I have a UTF-8 string in my Ruby code. Due to limitations I want to convert the UTF-8 characters in that string to either their escaped equivalents (such as \u23
) or simply convert the whole string to UCS-2. I need to explicitly do this to export the data to a file
I tried to do the following in IRB:
my_string = '7.0mΩ'
my_string.encoding
my_string.encode!(Encode::UCS_2BE)
my_string.encoding
The output of that is:
=> "7.0mΩ"
=> #<Encoding::UTF-8>
=> "7.0m\u2126"
=> #<Encoding::UTF-16BE>
This seemed to work fine (I got "ohm" as 2126) until I was reading data out of an array (in Rails):
data.each_with_index do |entry, idx|
puts "#{idx} !! #{entry['title']} !! #{entry['value']} !! #{entry['value'].encode!(Encoding::UCS_2BE)}"
end
That results in the error:
incompatible character encodings: UTF-8 and UTF-16BE
I then tried to write a basic file conversion routine:
File.open(target, 'w', encoding: Encoding::UCS_2BE) do |file|
File.open(source, 'r', encoding: Encoding::UTF_8).each_line do |line|
output.puts(line)
end
end
This resulted in all kinds of weird characters in the file.

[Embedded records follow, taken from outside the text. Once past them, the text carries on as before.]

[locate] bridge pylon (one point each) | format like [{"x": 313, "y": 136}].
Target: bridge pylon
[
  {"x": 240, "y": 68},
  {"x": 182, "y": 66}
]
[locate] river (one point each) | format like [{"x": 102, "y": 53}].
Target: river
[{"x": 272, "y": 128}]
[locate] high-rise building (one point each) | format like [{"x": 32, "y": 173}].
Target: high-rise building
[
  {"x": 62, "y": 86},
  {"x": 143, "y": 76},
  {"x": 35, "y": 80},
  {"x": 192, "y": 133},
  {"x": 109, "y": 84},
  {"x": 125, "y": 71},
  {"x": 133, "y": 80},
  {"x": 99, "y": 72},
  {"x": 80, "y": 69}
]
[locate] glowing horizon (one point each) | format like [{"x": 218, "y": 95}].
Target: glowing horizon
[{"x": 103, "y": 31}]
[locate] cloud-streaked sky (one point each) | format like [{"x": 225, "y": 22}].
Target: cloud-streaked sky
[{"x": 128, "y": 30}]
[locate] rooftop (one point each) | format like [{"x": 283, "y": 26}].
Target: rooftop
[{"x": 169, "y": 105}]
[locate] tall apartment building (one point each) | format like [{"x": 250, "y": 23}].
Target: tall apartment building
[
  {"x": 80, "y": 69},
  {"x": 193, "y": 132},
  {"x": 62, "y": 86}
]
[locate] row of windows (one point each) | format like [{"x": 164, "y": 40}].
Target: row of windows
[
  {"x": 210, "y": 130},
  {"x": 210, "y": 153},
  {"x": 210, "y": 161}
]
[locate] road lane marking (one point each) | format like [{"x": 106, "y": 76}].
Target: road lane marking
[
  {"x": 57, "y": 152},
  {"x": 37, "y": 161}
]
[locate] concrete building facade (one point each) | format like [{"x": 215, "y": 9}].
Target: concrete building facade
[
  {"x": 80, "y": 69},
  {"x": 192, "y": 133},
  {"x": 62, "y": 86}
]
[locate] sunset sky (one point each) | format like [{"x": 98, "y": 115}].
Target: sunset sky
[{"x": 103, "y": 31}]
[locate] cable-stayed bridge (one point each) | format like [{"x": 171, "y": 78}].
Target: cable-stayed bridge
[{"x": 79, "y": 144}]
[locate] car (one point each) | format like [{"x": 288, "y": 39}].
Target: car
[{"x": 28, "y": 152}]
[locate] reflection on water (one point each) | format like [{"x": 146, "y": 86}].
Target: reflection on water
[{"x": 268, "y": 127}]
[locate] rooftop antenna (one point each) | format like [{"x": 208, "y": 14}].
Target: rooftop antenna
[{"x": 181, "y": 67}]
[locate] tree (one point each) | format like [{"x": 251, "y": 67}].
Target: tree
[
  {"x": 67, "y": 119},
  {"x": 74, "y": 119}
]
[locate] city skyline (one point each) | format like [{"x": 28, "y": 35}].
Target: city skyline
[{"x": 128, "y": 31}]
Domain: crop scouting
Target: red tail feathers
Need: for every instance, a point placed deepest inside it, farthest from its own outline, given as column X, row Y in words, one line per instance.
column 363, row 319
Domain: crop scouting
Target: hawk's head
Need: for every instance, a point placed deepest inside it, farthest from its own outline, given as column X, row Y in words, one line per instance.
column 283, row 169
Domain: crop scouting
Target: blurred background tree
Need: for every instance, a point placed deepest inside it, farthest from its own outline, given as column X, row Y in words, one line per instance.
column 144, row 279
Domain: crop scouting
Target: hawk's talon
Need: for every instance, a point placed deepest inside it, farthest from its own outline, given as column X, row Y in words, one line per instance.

Not sure what is going wrong.
Is there a better way to approach this problem of converting UTF-8 data to UCS-2 in Ruby? I really wouldn't mind this actually being changed in the string to \u2126
as a literal part of the string rather than the actual value.
Help!
Temporary Workaround
I monkey-patched this to do what I want. It's not very elegant, but it does the job (and yes, I know it's not pretty... it's just a hack to get what I need):
def hacky_encode
encoded = self
unless encoded.ascii_only?
encoded = scan(/./).map do |char|
char.ascii_only? ? char : char.unpack('U*').map { |i| '\\u' + i.to_s(16).rjust(4, '0') }
end.join
end
encoed
end
Which can be used:
"7.0mΩ".hacky_encode